The treatment I would use is detailed below. It involves cleaning and sanitizing the flock’s feeders and drinkers, isolating the affected bird and flushing the crop with a specific Epsom salt solution, followed by a specific course of antifungal medication.
Sour Crop Treatment
[This treatment was adapted, with permission, from The Chicken Health Handbook, 2nd edition, by Gail Damerow.]
Copper sulfate is commonly used to treat a chicken with sour crop, but an overdose is toxic. To avoid overdosing, first prepare a solution by mixing 1⁄2 pound copper sulfate plus 1⁄2 cup vinegar into 1⁄2 gallon of water. Clearly label this container as your stock solution. To each gallon of the chicken’s drinking water, add 1 tablespoon of stock solution.
First, flush the bird’s digestive system with Epsom salt.
Mix 1 teaspoon Epsom salt dissolved in 2 tablespoons of water. Gently pour or squirt this solution down the bird’s throat twice daily for two or three days, or until the bird recovers.
Then feed as usual, while using the stock solution to treat the chicken’s drinking water until the infection is under control. During this time avoid using any antibiotics, which will make the condition worse.
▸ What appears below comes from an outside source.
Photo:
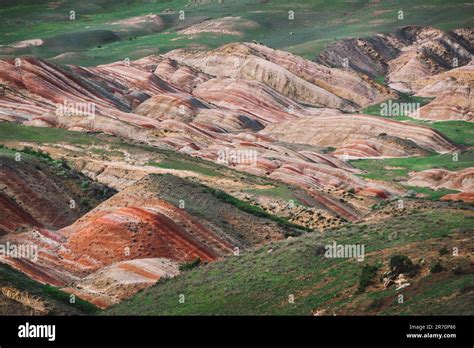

As a follow-up treatment, nystatin oral antifungal may be helpful, as may also a probiotic used to restore normal crop bacteria. (Poultry suppliers offer probiotics formulated specifically for chickens).
Adding vinegar to the drinking water at the rate of 1 tablespoon per gallon—double the dose if the water is alkaline—can help prevent a recurrence of this infection in two ways: by discouraging the growth of candida in the drinking water and by helping the chicken’s crop maintain a pH that encourages beneficial bacteria to compete against candida and other potentially harmful microbes. Note that adding too little vinegar to the drinker can actively stimulate yeast growth.
A crop that can no longer return to its resting size when emptied of food is called “pendulous” because it swings back and forth in front of the bird as it walks. This is uncommon in backyard chickens. I have seen it only once in my flock in nearly a decade. Because a pendulous crop has lost elasticity, it doesn’t empty its contents fully, which often results in infections from the residual food and water fermenting inside. Birds with pendulous crop can suffer dehydration, malnutrition, weight loss and ultimately death.
Genetics are a widely suspected cause; therefore, birds with this condition shouldn’t be bred. Advanced age and binge eating might be predisposing factors.
You can’t do much to prevent pendulous crop, but you might mitigate its progression. Always ensure access to clean water and fresh feed during all daylight hours to avoid overzealous gorging. If a chicken with a pendulous crop progressively loses weight or its eyes become sunken, it has become dehydrated and malnourished, and it’s time to consider end-of-life options.
Now that you’re aware of the crop’s location and function, you should be able to trouble-shoot a problem if one arises. Fortunately, crop dysfunction in backyard chickens that are cared for properly is almost as scarce as hens’ teeth.